Job Description

At AIA we’ve started an exciting movement to create a healthier, more sustainable future for everyone.

As pioneering innovators for over 100 years, we’re now transforming our organisation to be faster, simpler and more connected. Because we want to be even better equipped to develop digital solutions and experiences that help more people live Healthier, Longer, Better Lives.

To get there, we need people with tech/digital/analytics expertise and passion to help develop positive, sustainable change through digitally enhanced experiences that will impact the lives of millions of people and create a healthier future for everyone.

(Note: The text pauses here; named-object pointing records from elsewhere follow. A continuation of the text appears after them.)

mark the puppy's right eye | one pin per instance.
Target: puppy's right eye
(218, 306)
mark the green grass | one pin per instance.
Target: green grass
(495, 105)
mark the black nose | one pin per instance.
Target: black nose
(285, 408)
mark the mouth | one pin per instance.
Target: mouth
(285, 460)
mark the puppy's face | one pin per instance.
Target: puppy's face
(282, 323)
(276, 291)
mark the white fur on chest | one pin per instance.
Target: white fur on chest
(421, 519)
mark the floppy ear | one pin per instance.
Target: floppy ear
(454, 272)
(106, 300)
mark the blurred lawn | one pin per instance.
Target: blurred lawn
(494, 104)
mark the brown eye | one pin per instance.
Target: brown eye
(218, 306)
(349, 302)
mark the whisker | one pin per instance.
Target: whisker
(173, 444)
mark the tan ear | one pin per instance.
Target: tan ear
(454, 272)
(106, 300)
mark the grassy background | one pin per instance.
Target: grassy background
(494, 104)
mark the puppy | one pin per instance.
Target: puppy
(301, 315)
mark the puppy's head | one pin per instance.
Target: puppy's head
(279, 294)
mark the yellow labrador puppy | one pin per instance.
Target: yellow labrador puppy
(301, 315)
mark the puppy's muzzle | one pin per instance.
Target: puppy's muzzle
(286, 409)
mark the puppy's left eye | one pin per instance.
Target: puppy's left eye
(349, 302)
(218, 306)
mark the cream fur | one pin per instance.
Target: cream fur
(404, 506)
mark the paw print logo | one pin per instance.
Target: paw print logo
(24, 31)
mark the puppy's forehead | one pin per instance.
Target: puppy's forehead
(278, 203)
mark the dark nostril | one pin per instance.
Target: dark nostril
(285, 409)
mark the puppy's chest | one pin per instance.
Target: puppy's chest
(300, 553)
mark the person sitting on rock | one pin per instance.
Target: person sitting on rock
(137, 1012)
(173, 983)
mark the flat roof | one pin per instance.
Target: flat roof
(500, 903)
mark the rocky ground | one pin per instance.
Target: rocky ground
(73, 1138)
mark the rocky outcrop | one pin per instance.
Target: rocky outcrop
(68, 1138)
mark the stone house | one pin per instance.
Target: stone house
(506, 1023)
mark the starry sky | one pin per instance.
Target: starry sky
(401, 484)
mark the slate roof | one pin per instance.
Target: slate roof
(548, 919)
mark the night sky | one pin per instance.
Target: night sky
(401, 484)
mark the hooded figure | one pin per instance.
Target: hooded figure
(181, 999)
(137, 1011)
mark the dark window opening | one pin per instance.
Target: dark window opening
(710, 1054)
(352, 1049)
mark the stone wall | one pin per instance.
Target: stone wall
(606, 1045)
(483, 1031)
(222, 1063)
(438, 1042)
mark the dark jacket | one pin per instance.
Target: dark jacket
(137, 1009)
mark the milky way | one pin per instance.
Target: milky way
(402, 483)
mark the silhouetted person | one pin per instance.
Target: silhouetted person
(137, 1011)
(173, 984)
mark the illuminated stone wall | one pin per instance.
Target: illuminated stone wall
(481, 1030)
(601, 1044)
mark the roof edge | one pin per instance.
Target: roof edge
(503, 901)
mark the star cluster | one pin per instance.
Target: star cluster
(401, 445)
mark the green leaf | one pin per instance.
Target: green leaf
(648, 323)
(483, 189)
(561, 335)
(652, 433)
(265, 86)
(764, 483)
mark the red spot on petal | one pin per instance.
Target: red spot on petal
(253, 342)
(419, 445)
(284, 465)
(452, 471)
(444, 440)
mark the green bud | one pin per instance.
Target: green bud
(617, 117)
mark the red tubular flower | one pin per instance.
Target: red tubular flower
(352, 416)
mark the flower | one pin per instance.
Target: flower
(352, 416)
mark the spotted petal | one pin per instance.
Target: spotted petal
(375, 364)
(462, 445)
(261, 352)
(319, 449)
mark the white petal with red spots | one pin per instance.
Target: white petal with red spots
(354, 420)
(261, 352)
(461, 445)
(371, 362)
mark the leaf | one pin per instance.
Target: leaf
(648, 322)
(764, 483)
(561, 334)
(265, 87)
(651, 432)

If you believe in developing a better tomorrow, read on.

About the Role

We are seeking an experienced senior manager to lead our information security team, combining strong hands-on technical expertise as well as people management experience in the information security domain. They will lead a team to manage. They will lead a team to manage Security Operations (SecOps), encompassing threat detection and response, incident management, vulnerability management, security monitoring, and continuous improvement of defensive capabilities.

WHAT YOU’LL BE DOING

Infrastructure Security

• Manage end-to-end infrastructure security activities, such as vulnerability management, servers’ security monitoring & hardening, infrastructure as a code, etc.

• Design and/or review infrastructure security architecture proposal for various security-driven initiatives for on-premises and cloud environment.

Cloud Security

• Manage compliancy level of AIA SG cloud security assets based on ongoing regular scanning according to the defined threshold.

• Evaluate the security aspect of new cloud-based solutions proposed by application development team, infrastructure team, or business users.

• Manage various cloud security BAU activities, such as assets provisioning, deprovisioning, hardening, etc.

Identity and Access Management

• Supervise the AIA-SG IAM Manager and their team performing IAM Governance functions for the Business Unit.

Cyber Security & Security Incident Handling

• Work with Security Operation Centre (SOC) Team to ensure secure protection of AIA SG environment.

• Deploy new cyber security initiatives and roll out the platform together with SOC Team.

• Point of contact for security incident handling and investigation, starting from incident is identified, handled, and resolved.

Security Advisory

• Provide feasible security recommendations or guidance based on queries / changes initiated by application development team, infrastructure team, or business users.

• Facilitate challenging security conversations and provide acceptable solutions where IT standards are contradicting with business demands to achieve acceptable business solutions without sacrificing security and compliance aspects.

People Development

• Supervise 8 team members.

• Drive a continues Learning and Development program for the team members through inhouse and external training programs.

• Lead promotion of activities to increase information security within your teams to embed and continuously improve adherence to good practice.

WHAT WE ARE LOOKING FOR:

• University degree in one of the following or related disciplines (Computer Science, Computer Engineering, Information Security, Information Systems).

• Minimum 15 years of experiences of information security domain, especially in Application Security, Infrastructure Security and Cloud Security.

• Preferable to have security infrastructure operation background with hands-on experiences of designing and/or reviewing application security or infrastructure security.

• Hands-on information security experience in the Multiple Cloud Environment (SaaS, PaaS and IaaS) and Cyber Incident management.

• Certifications related to security architecture or Cloud Security is preferable, such as CCSP, Azure DevOps certification, Azure Solutions Architect certification, etc.

• Preferably a holder of one or more of the following information security and audit qualifications: CISSP, CISA, CRISC, CCSP.

• Good knowledge of latest security technologies and cyber landscape in a highly regulated industry.

• Good interpersonal and communication skill.

• Strong leadership with a high integrity, proactive mindset, and strong ownership.

• Working experiences in insurance / banking / IT industry is preferred.

• Infrastructure Security: Windows, Linux, AS400.

• Security Advisory and Assessment, and incident management.

Build a career with us as we help our customers and the community live Healthier, Longer, Better Lives.

You must provide all requested information, including Personal Data, to be considered for this career opportunity. Failure to provide such information may influence the processing and outcome of your application. You are responsible for ensuring that the information you submit is accurate and up-to-date.